Now this might be a generalisation, but I reckon that upon initially learning about environmental degradation, many of us reach the conclusion that large grazing animals are bad. All those hooves compact the earth and hasten erosion. Bad bad bad. Some of us put land previously grazed into trees, often starting with soil tests and injections of various organic minerals to get the soil back on track. Care is often taken to fence the neighbour’s cattle out.
This isn’t realistic for most existing farmers. For them, if they are going to regenerate the land, they have to do so at a profit. They have to come out ahead or they can’t afford to be interested.
That’s where a research-backed alternative approach is rising to the fore. The idea is that grazing animals are not good or bad for the land. Their management by humans is. In fact, the intelligent use of grazing animals like cows appears to be the most effective, efficient and economical means to restore and regenerate damaged land. Cows can be used to rotationally crash graze grass and weeds in a way that forces the plants to pump foods into the soil and that knocks down tall stems onto the ground so fungi can recycle them, maintaining a litter layer at all times. Without large grazing animals filling a link in the nutrient cycle, it will take so much longer to for the plants to move the land forward. On this, check out a comment from Tim Flannery:
When were Australia’s glory days, the time when it was at its functional peak and what would it take to get the country back there?

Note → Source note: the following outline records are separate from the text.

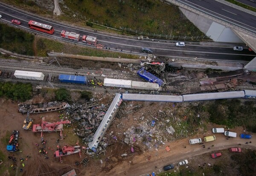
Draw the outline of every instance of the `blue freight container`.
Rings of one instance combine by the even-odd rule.
[[[159,79],[149,72],[147,72],[143,68],[140,69],[137,72],[137,73],[142,78],[146,79],[150,82],[157,83],[160,86],[162,86],[164,83],[163,81],[161,79]]]
[[[86,84],[87,78],[85,76],[72,75],[60,75],[59,80],[63,83],[81,84]]]

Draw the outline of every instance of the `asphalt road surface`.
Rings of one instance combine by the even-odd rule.
[[[256,32],[256,18],[253,14],[215,0],[183,0],[180,1]]]
[[[186,42],[185,47],[177,47],[175,45],[176,41],[175,41],[153,40],[139,40],[135,37],[124,36],[103,32],[95,32],[92,29],[86,29],[50,20],[44,20],[35,17],[32,14],[23,13],[2,5],[0,5],[0,14],[3,16],[0,20],[11,23],[10,21],[12,19],[17,19],[21,22],[20,25],[18,26],[16,25],[12,25],[37,33],[40,32],[29,28],[27,24],[29,20],[33,20],[52,26],[55,29],[53,35],[41,33],[52,39],[64,40],[67,42],[76,42],[83,46],[88,46],[90,45],[84,44],[81,40],[77,42],[62,39],[60,37],[60,33],[62,30],[65,30],[80,34],[81,36],[86,35],[96,37],[98,39],[98,43],[105,46],[105,49],[110,49],[113,51],[121,52],[122,50],[122,52],[143,54],[141,48],[146,47],[152,49],[153,54],[158,56],[192,59],[197,58],[198,59],[209,59],[216,61],[249,62],[256,56],[256,54],[253,52],[249,51],[248,48],[244,46],[244,47],[245,49],[242,51],[234,51],[233,47],[236,45],[234,44],[221,44],[221,46],[214,42],[210,43]]]
[[[205,148],[203,148],[202,145],[199,144],[190,145],[188,143],[188,138],[177,140],[169,143],[166,143],[162,148],[158,148],[158,150],[152,149],[151,150],[143,153],[141,155],[134,157],[132,162],[130,163],[130,160],[123,162],[116,167],[113,167],[107,173],[102,173],[99,176],[124,175],[125,172],[128,175],[131,176],[145,176],[146,173],[152,173],[153,171],[157,172],[159,169],[163,171],[162,168],[166,165],[173,163],[177,167],[177,162],[183,159],[187,159],[189,163],[189,158],[209,153],[209,156],[212,153],[218,150],[227,149],[231,147],[240,147],[243,148],[256,148],[256,138],[253,136],[251,139],[241,139],[239,135],[243,133],[241,128],[238,128],[235,130],[237,133],[238,137],[230,138],[227,140],[223,134],[215,134],[216,139],[215,141],[204,142]],[[212,133],[209,131],[206,136],[212,135]],[[194,136],[190,138],[195,138],[198,136]],[[251,143],[246,144],[247,141],[251,141]],[[241,145],[239,145],[241,144]],[[212,147],[214,145],[213,147]],[[165,149],[165,147],[169,146],[171,150],[167,152]],[[184,148],[184,146],[186,147]],[[210,147],[210,149],[208,149]],[[149,156],[151,156],[150,160],[147,159]],[[155,169],[157,166],[158,168]]]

Well, it was probably in its glory days, and I would define its glory days as the days when productivity was absolutely maximal, so this is when the system was working very efficiently; nutrients were being recycled very rapidly. It could support more biomass, more kilograms of life then at any other time. This was probably about 50,000 years ago.
Once you take the big animals out of an eco system you break the links that keep it productive, so in Australia’s case once the diprotodons went extinct and the giant kangaroos etc, you broke a link.
Just think about the ecosystem as a bank and the diprotodons going along eating some grass, forty-eight hours later putting that grass back into the paddock as a lovely great big diprotodon pat and the dung beetles digging that stuff in and returning the nutrients to the soil.
That’s like a ecosystem where a dollar changes hands every minute, whereas if you get rid of the diprotodons and the grass just grows up and eventually after a year or two burns and all the nutrients are lost to the atmosphere, that’s an ecosystem where a dollar is spent once a year and out of that 50 cents doesn’t come back into the system again.
We can’t get back to days like that can we?
Yes we can. We must.
We can? And how do we go about doing that?
Well, in the short term we can use large grazing stock, with dung beetles and all the rest, which have to be imported now, because Australia’s dung beetles are extinct. We have to bring in overseas ones, so we can start mimicking those systems and we can use kangaroos, but I think if you take the longer term view, we actually need to start rebuilding the building blocks of that ancient ecosystem and maybe one day, a hundred years from now, or two hundred years from now genetic engineering will let us start doing that, but we need to start moving towards integrating systems again that are very very productive rather than the profoundly disrupted ecosystems we deal with today (http://www.regenag.com/flannery.html).
Now what’s all this got to do with growing food in the suburbs? Well I’ve been thinking about what lessons carry over, and keep coming back to the sensible use of chickens and ducks to cycle nutrients on suburban properties in a way that builds healthy living soil fast. When you’re cycling nutrients through animals and plants you are feeding the soil life, and it’s soil life that unlocks soil minerals and transforms decomposing organic matter into nature’s silver bullet – humus. And in the future, the value of humus-rich soil will be increasingly appreciated.
To finish, this is a great little youtube of Geoff Lawton discussing how chooks and vegies can be productively (not destructively) integrated.
Now it’s a bit early on a Saturday morning for this rave, so let’s get to the upshot: if you are in any way disposed to the idea of getting chickens, do it!